We’ve hashed out some vision statements and scriptures that will guide the church… but we’re not close to being “done.” I feel like we need to do that with a group of people, not just us…

Then there’s logo design, worship leader hiring, children ministry plotting, praying through how to foster diversity and the fact that I’m feeling increasingly white, waspy and hopelessly ill-equipped for urban ministry.

What we have right now is this: Hope and Scraps.

We have ideas and plans and vision and thoughts and budgets and meetings and chats and estimates and none of it is composed.

Everything is in-process.

It’s easy to get discouraged when you’re on the long haul for church planting or any other big project. We are a people who desire things now, or faster, and there is nothing fast or easy about starting a church from scratch.

But we’re almost always in-between and in-process.

This requires tsunamis of faith and patience, two tenants of faith I’m historically not great at.

I had a revelation a few days ago as I walked through the church, starting down the pink and mauve sponge-painted hallway. I will probably not paint this hallway and I have not yet met the person who will.

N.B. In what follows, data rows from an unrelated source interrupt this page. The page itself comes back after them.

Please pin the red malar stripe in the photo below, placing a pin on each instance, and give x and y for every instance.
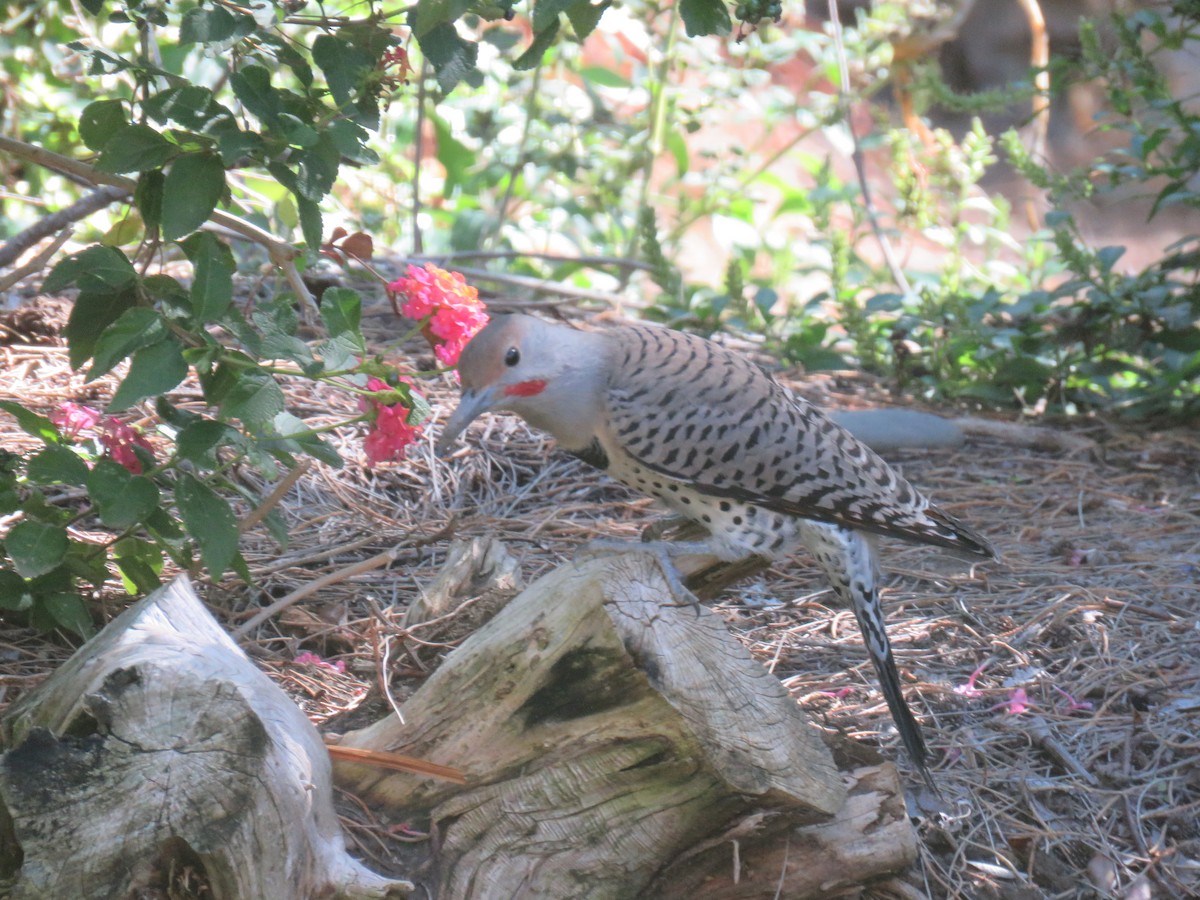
(525, 389)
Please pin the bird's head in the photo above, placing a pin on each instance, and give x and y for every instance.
(549, 375)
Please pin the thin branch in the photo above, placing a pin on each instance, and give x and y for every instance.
(264, 509)
(873, 216)
(1039, 61)
(531, 112)
(37, 263)
(418, 245)
(57, 221)
(658, 125)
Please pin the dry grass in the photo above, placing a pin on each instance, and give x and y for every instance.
(1091, 790)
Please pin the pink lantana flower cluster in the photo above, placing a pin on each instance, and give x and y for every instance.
(453, 307)
(390, 432)
(76, 420)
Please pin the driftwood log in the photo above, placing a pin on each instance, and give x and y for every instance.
(619, 744)
(160, 753)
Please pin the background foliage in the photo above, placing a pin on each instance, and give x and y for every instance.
(585, 144)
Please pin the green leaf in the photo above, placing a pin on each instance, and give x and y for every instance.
(255, 399)
(453, 58)
(213, 267)
(252, 87)
(93, 312)
(705, 17)
(346, 65)
(100, 120)
(198, 441)
(70, 612)
(148, 197)
(57, 465)
(351, 141)
(15, 593)
(210, 521)
(191, 191)
(33, 424)
(97, 268)
(341, 310)
(604, 77)
(123, 498)
(155, 370)
(137, 328)
(35, 547)
(541, 42)
(299, 437)
(207, 25)
(585, 17)
(432, 13)
(136, 149)
(139, 563)
(310, 221)
(455, 156)
(546, 12)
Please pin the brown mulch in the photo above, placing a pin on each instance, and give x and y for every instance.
(1073, 759)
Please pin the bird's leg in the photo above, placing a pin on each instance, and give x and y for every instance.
(847, 559)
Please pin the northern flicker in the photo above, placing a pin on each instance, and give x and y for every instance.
(723, 444)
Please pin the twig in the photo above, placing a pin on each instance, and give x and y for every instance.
(37, 263)
(418, 245)
(349, 571)
(658, 125)
(531, 112)
(400, 762)
(873, 216)
(1039, 61)
(54, 222)
(274, 498)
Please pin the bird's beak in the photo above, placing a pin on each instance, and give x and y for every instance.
(473, 405)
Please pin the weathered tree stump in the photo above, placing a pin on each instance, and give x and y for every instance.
(605, 733)
(160, 750)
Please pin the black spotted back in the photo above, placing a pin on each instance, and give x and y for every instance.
(694, 411)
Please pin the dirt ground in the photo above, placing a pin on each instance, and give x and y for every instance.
(1060, 687)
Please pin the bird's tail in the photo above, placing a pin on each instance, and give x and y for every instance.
(849, 561)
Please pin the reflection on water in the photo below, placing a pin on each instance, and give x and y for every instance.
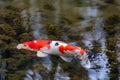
(92, 16)
(99, 62)
(2, 70)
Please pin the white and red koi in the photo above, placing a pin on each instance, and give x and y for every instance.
(66, 51)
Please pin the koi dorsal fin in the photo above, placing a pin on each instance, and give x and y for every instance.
(67, 59)
(41, 54)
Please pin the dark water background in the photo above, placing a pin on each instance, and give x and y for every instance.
(93, 25)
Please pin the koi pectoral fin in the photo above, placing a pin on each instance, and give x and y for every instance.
(85, 63)
(41, 54)
(67, 59)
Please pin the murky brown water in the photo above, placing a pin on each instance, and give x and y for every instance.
(93, 25)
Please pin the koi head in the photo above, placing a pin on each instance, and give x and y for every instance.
(34, 45)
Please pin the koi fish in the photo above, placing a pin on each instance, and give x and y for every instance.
(66, 51)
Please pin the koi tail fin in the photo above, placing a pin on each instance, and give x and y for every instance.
(85, 62)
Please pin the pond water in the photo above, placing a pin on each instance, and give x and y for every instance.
(91, 24)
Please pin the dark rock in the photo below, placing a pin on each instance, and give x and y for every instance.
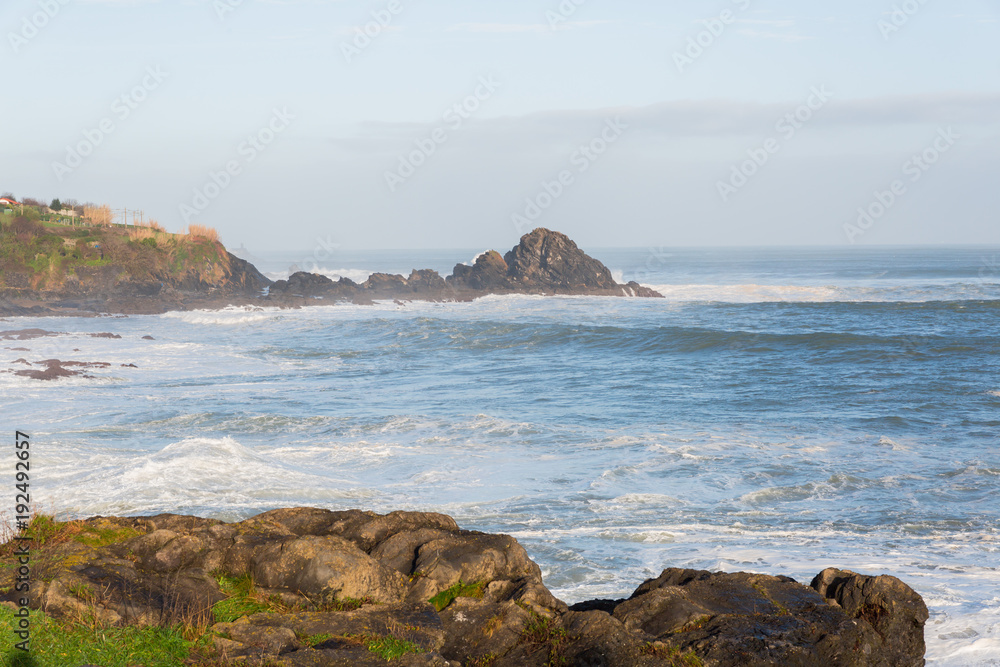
(384, 282)
(893, 609)
(304, 284)
(27, 334)
(488, 273)
(547, 259)
(426, 280)
(337, 581)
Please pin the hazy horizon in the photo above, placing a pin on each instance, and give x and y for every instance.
(285, 126)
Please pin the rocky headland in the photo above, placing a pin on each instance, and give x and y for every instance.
(188, 273)
(313, 587)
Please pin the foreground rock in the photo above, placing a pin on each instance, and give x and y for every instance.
(316, 587)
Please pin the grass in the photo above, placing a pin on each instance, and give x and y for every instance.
(45, 530)
(243, 599)
(56, 643)
(387, 648)
(43, 255)
(673, 655)
(459, 590)
(204, 232)
(545, 633)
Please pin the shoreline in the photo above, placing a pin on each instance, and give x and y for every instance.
(448, 596)
(543, 263)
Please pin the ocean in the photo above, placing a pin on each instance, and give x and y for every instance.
(780, 411)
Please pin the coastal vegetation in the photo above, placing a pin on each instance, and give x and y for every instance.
(308, 586)
(44, 250)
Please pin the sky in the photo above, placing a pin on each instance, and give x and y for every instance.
(289, 124)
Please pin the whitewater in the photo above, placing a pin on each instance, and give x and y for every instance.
(779, 411)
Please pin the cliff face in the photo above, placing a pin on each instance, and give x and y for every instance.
(317, 587)
(121, 270)
(98, 261)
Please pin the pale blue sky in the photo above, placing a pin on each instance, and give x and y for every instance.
(658, 183)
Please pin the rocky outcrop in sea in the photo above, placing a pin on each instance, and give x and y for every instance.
(544, 262)
(312, 587)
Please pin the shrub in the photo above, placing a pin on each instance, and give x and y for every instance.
(141, 233)
(98, 215)
(25, 228)
(201, 231)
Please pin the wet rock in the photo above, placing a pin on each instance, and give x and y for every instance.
(488, 273)
(549, 259)
(383, 282)
(893, 609)
(328, 568)
(338, 587)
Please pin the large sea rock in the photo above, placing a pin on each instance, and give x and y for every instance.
(332, 582)
(544, 262)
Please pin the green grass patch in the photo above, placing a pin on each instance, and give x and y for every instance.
(316, 640)
(673, 655)
(242, 601)
(102, 537)
(459, 590)
(55, 643)
(547, 635)
(42, 528)
(387, 648)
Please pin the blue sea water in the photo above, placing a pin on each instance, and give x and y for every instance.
(781, 411)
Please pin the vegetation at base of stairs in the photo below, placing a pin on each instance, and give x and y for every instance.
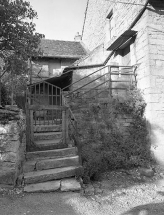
(5, 100)
(114, 135)
(19, 44)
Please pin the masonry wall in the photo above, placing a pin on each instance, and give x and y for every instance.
(154, 91)
(123, 15)
(95, 28)
(146, 51)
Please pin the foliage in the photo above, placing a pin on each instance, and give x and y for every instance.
(18, 39)
(5, 100)
(114, 136)
(18, 42)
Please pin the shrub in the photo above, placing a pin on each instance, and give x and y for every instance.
(106, 145)
(5, 100)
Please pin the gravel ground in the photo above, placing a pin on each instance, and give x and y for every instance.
(119, 193)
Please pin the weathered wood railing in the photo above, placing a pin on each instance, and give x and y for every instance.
(31, 111)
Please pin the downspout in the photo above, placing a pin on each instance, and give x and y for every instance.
(85, 18)
(110, 55)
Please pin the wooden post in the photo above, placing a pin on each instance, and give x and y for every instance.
(110, 82)
(27, 128)
(31, 127)
(65, 116)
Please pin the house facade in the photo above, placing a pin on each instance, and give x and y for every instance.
(56, 55)
(130, 33)
(47, 77)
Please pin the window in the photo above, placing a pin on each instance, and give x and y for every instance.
(110, 25)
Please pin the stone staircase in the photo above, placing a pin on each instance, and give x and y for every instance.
(52, 165)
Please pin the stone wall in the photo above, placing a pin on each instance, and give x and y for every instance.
(12, 144)
(154, 91)
(95, 28)
(146, 50)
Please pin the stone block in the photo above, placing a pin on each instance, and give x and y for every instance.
(89, 190)
(7, 176)
(29, 166)
(9, 156)
(43, 187)
(9, 146)
(70, 185)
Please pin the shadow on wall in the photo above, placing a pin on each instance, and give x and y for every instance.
(148, 209)
(157, 143)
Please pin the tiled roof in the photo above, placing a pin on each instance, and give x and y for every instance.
(62, 49)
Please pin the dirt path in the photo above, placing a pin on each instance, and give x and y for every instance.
(119, 193)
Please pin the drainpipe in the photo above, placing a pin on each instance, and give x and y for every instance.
(85, 18)
(111, 53)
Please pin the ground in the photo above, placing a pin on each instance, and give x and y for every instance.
(118, 192)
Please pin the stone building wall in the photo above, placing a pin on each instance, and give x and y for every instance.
(146, 50)
(154, 93)
(12, 145)
(95, 29)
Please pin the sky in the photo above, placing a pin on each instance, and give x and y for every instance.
(59, 19)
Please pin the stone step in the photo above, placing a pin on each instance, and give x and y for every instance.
(49, 144)
(69, 184)
(48, 122)
(37, 165)
(57, 153)
(47, 128)
(57, 163)
(47, 136)
(49, 175)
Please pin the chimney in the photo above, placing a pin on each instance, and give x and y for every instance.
(77, 37)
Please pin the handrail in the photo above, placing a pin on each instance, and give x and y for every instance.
(94, 88)
(84, 77)
(108, 66)
(87, 84)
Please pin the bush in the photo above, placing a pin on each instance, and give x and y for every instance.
(106, 145)
(5, 100)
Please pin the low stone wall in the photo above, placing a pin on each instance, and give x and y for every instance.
(12, 144)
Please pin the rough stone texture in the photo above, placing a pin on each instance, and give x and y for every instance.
(47, 136)
(47, 128)
(12, 144)
(70, 185)
(48, 175)
(146, 50)
(29, 166)
(96, 23)
(51, 154)
(43, 187)
(56, 163)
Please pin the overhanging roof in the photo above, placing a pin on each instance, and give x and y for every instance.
(114, 45)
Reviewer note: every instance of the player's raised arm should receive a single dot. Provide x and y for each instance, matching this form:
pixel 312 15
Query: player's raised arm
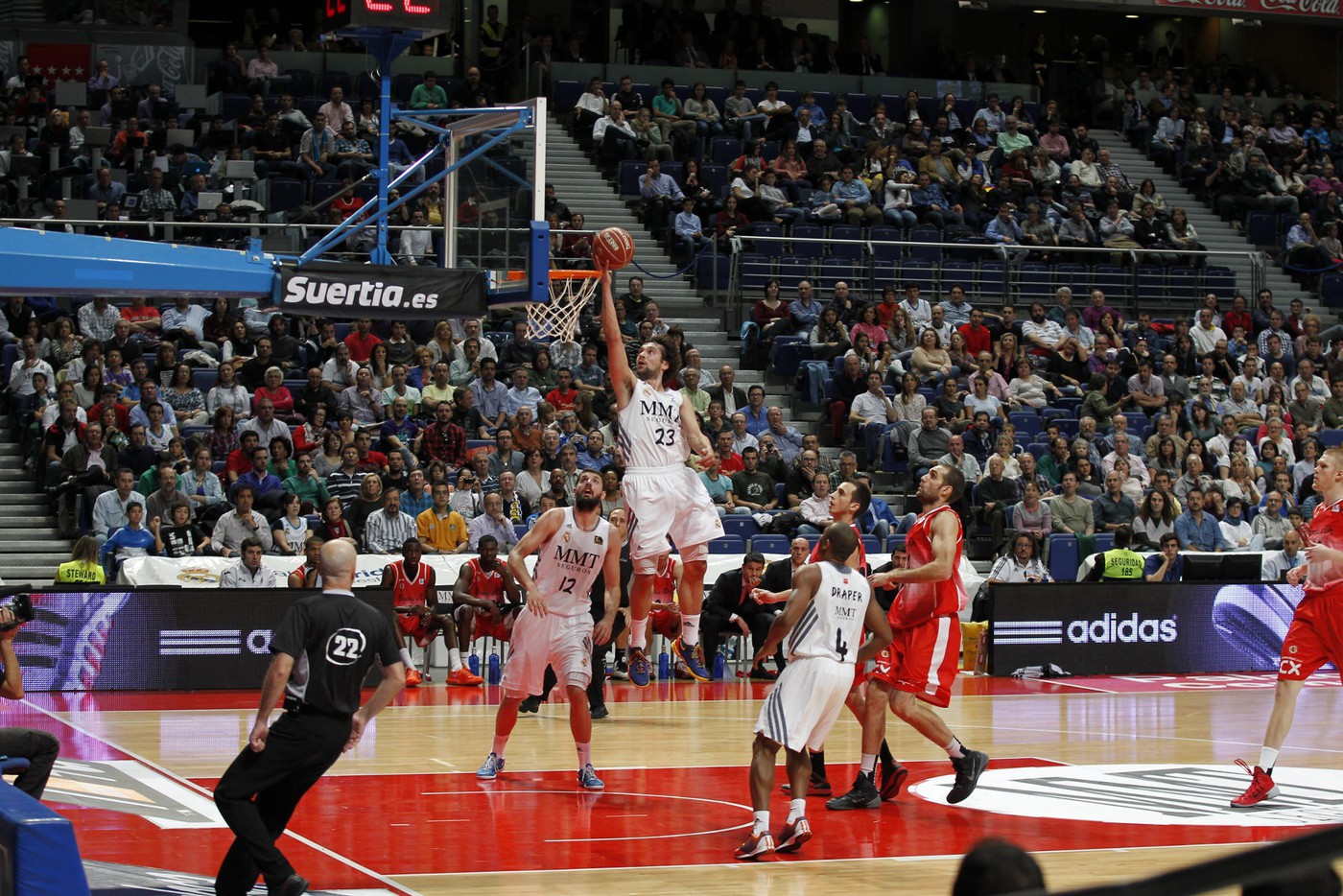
pixel 622 378
pixel 530 543
pixel 611 577
pixel 692 432
pixel 805 583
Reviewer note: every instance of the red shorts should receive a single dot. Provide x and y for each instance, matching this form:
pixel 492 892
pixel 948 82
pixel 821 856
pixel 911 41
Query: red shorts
pixel 1313 638
pixel 665 620
pixel 923 660
pixel 413 626
pixel 486 627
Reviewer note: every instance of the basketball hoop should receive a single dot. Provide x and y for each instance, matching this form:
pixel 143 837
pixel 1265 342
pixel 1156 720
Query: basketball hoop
pixel 570 293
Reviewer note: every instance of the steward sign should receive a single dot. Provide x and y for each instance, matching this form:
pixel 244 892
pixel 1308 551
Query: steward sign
pixel 351 292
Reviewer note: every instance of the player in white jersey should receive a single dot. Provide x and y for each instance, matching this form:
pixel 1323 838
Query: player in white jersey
pixel 823 621
pixel 662 496
pixel 574 546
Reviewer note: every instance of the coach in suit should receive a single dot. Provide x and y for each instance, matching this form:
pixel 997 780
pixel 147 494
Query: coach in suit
pixel 731 610
pixel 734 398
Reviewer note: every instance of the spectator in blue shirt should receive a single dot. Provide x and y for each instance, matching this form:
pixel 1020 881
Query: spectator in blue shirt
pixel 932 205
pixel 1167 566
pixel 1198 531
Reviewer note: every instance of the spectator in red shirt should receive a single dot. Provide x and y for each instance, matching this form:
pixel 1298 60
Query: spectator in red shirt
pixel 362 342
pixel 978 338
pixel 563 396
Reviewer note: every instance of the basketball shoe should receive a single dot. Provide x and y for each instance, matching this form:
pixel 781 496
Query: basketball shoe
pixel 1261 788
pixel 756 846
pixel 969 768
pixel 694 658
pixel 641 671
pixel 492 767
pixel 463 678
pixel 792 836
pixel 862 795
pixel 588 779
pixel 892 781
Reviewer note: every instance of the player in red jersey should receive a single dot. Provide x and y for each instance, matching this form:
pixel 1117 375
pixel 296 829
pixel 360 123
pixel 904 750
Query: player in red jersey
pixel 412 583
pixel 1315 636
pixel 479 594
pixel 920 664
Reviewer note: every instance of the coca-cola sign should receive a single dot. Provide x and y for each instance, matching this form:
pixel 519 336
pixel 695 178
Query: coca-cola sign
pixel 1320 9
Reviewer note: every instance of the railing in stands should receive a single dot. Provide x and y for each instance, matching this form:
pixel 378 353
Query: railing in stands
pixel 1128 279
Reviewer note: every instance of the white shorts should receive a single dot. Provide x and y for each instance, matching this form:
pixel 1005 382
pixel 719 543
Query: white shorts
pixel 564 643
pixel 805 701
pixel 668 502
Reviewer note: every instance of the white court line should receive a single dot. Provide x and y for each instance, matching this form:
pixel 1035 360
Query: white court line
pixel 208 794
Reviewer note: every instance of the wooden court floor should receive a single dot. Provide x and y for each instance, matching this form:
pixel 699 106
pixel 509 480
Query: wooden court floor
pixel 1103 778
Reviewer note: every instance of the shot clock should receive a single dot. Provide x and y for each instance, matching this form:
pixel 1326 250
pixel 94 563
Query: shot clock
pixel 420 15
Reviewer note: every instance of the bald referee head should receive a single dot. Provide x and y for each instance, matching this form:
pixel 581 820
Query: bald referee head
pixel 338 566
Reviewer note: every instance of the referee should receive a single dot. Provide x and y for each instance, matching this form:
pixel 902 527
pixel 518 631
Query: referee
pixel 322 650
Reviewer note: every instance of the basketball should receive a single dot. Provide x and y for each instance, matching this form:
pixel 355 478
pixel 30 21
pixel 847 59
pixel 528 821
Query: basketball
pixel 613 248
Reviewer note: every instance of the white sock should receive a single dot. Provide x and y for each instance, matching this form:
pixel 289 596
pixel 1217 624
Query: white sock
pixel 689 629
pixel 638 633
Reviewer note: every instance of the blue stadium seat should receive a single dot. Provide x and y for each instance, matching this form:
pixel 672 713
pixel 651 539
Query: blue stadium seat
pixel 1063 557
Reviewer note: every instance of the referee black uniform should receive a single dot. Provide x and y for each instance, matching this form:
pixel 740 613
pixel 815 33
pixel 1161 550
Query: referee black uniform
pixel 333 638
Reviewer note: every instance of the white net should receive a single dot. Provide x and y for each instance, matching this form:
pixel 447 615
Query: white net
pixel 560 318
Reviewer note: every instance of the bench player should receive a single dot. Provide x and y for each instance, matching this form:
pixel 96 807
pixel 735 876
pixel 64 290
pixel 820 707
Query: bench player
pixel 1315 636
pixel 823 621
pixel 920 664
pixel 481 586
pixel 412 582
pixel 662 496
pixel 574 544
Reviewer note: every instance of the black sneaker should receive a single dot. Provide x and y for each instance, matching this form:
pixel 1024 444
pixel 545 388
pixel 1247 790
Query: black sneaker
pixel 969 768
pixel 863 795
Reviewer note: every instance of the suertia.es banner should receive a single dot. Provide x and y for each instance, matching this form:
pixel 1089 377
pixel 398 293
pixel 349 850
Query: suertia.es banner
pixel 1315 9
pixel 1147 627
pixel 349 292
pixel 156 638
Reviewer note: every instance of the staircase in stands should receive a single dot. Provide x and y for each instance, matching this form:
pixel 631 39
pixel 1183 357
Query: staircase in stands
pixel 30 546
pixel 1214 232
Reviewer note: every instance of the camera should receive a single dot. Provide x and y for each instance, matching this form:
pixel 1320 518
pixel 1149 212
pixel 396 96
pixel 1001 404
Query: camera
pixel 20 604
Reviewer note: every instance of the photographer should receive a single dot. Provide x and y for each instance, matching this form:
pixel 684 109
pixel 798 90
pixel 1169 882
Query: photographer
pixel 37 747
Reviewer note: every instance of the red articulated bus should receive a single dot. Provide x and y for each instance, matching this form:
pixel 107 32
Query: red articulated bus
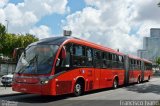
pixel 62 65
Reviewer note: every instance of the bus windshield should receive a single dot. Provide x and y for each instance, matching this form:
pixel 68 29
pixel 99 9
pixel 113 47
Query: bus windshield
pixel 37 59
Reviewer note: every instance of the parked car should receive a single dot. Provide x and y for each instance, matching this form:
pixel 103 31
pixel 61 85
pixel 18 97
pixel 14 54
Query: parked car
pixel 7 80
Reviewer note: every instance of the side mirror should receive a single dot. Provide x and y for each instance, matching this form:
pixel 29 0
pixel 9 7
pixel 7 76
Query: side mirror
pixel 57 62
pixel 63 53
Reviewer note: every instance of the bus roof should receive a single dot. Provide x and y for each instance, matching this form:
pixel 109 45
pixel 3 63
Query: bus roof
pixel 60 40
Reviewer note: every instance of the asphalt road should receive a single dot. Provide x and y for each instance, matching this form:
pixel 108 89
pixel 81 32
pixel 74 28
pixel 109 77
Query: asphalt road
pixel 142 94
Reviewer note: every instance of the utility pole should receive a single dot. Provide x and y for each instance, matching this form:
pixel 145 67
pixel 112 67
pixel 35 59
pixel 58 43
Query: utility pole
pixel 7 25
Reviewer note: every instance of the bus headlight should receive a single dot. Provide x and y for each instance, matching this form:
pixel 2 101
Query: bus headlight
pixel 44 82
pixel 45 79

This thought washed over me like a wave, God has plans and people that I am not privy to.

He knows. I do not.

All I can do is wait and pray over scraps.
I am unable to speed time
I am unable to get the house we want to buy on the market
But I am able to pray over these scraps and hopes of the church that will be.

And this is No. Small. Thing. This prayer, this faith, this daily practice of giving the mess over to God.

Because when we pray over that which is beyond our control we acknowledge our smallness and find comfort there.

As such I have taken to the habit of laying down all the scraps I’m grasping at and praying over them, of walking through the church and believing that in the ghosts of what will be will materialize under the provision of a God who has all in mind before Kel or I were born.

Who operates outside of time and money alike.

Who is in love with His bride, His church, His people.

So when I work myself into a frenzy over the church (which is approximately every 47 minutes and twice in the middle of the night) I lay down all the pieces and pray for another dose of faith and patience.

Will we work hard? Of course, faith ≠ laziness.

But there is deep peace in the basic truth that we don’t have to figure this all out, God has people in mind, miracles yet to be birthed that will bring about tears I can’t wait to shed.